Cardiac magnetic resonance (CMR) is widely accepted as a non-invasive reference standard for cardiac function and structure. CMR entails no radiation exposure and provides excellent image quality independent of patient body habitus, making this modality well suited for cross-sectional study of patients with known or suspected amyloid. CMR has been shown to be more reproducible than echocardiography38, enabling detection of subtle impairments in cardiac contractility. Prior validation studies have shown CMR to yield near exact agreement with ex-vivo chamber volumes as well as necropsy-quantified myocardial mass39,40. Importantly, the above indices can be quantified using non-contrast cine-CMR, which can be used to provide accurate quantification of amyloid-associated morphological changes (such as LVH, decreased chamber size, and atrial dilation) even in patients with contraindications to contrast use such as advanced renal insufficiency.

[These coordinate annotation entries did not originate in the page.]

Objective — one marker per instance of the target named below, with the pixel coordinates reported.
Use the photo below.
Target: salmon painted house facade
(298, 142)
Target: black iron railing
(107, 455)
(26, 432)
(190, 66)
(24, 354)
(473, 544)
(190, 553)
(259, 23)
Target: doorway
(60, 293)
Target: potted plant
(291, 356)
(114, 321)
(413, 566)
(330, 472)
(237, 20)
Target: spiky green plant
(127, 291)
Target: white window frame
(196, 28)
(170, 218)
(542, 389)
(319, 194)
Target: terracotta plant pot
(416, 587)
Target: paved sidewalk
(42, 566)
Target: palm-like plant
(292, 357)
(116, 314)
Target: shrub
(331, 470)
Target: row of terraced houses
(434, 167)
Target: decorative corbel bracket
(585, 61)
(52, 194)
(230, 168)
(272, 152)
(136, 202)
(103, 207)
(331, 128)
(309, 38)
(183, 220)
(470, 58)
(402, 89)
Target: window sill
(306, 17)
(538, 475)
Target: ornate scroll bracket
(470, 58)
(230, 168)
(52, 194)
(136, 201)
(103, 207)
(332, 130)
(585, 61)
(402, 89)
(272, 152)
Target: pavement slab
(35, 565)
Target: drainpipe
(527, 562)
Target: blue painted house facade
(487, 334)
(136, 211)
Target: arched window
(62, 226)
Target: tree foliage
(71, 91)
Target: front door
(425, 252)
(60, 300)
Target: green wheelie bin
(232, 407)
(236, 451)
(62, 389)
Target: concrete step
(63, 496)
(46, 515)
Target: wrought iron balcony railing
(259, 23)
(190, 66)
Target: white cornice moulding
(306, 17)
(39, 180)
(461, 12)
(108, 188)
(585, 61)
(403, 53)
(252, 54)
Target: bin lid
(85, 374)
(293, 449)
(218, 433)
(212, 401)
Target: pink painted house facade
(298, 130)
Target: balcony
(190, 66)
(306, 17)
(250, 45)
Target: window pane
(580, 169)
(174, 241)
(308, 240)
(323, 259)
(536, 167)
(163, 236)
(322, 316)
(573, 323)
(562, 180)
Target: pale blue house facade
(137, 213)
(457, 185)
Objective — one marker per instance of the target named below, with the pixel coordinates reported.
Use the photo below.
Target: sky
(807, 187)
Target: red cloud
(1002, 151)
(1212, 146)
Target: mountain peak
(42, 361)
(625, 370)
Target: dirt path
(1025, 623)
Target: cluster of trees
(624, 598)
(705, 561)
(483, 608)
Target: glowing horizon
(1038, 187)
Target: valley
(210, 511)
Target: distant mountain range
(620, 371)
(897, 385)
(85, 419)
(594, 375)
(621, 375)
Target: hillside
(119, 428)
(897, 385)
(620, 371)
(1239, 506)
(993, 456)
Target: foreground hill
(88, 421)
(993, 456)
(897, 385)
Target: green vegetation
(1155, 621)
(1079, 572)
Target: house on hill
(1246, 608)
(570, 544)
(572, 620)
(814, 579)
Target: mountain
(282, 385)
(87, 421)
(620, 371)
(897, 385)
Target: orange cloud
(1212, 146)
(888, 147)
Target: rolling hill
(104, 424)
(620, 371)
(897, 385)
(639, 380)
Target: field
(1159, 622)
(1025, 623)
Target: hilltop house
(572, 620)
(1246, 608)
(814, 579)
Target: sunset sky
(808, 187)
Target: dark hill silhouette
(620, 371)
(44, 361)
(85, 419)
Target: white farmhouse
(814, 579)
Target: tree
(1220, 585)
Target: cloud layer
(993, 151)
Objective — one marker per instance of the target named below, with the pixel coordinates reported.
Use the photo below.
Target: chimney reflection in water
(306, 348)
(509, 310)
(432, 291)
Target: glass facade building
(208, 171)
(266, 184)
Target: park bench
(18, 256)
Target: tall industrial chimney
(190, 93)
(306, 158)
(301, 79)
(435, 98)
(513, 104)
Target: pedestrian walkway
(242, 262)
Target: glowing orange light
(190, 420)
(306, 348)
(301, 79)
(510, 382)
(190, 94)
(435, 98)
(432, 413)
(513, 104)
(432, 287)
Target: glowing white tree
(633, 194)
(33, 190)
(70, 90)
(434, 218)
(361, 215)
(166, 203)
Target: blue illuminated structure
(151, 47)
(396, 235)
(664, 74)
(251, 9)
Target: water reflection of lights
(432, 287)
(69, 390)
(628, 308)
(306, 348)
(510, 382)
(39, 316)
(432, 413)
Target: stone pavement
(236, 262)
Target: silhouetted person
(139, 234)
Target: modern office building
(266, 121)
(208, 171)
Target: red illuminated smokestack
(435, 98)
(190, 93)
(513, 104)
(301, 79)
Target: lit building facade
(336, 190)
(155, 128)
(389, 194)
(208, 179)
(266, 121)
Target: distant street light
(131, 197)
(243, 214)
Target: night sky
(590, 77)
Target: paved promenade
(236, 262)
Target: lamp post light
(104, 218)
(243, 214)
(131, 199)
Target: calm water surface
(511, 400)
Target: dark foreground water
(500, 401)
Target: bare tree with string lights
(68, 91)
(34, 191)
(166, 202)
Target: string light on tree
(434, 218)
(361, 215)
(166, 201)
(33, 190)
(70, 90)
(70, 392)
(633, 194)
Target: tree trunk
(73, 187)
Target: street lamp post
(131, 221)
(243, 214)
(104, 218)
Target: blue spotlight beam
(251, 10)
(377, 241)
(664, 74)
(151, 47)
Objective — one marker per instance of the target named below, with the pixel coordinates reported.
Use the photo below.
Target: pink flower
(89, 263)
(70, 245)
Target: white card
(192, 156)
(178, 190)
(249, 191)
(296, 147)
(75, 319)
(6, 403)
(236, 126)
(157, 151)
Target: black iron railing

Beyond cardiac function and remodeling, CMR can directly assess myocardial tissue characteristics. Post-contrast tissue characterization methods – including inversion recovery imaging for regional late gadolinium enhancement (LGE) and T1 mapping for extracellular volumes fractionation – have been used to diagnose amyloid and correspond to adverse clinical outcomes41,42,43. Thus, within a single exam, CMR can evaluate distinct facets of amyloid-related cardiomyopathy: myocardial structure, function, and tissue characteristics.

Late Gadolinium Enhancement

Post-contrast tissue characterization via LGE is predicated on increased gadolinium deposition (with consequent T1 shortening) in regions of increased myocardial extracellular volume. Multidisciplinary studies have shown patients with CA to demonstrate increased interstitial expansion on biopsy due to amyloid protein deposition, corresponding to LGE on CMR44. Novel insights from LGE on CMR include that amyloid-associated patterns of LGE can vary: subendocardial, mid-myocardial, or transmural in location, but typically occurs in a non-coronary arterial distribution. Diffuse subendocardial LGE, however, has been reported to be more common in the context of AL amyloid, although overlap can occur (Figure 4A). For example, among a cohort of 250 amyloid patients, subendocardial LGE was more prevalent in AL (39% in AL versus 24% in TTR, p<0.05) whereas transmural LGE was more common in TTR (63% versus 27% in AL, p<0.001)45. Similar results have been reported in retrospective datasets, which have reported LGE to be more extensive in patients with TTR (versus AL) amyloid46. Importantly, pattern of LGE can sometimes be challenging to differentiate from other infiltrative processes or from myocarditis. In this context, ancillary morphologic findings such as LVH can be of utility. Moreover, as amyloid-directed treatment varies based on subtype, CMR may be of greatest utility as an initial screening test, on which presence of LGE may prompt further testing (via biopsy or adjuvant testing) to establish amyloid sub-type (AL versus TTR) and guide tailored therapies.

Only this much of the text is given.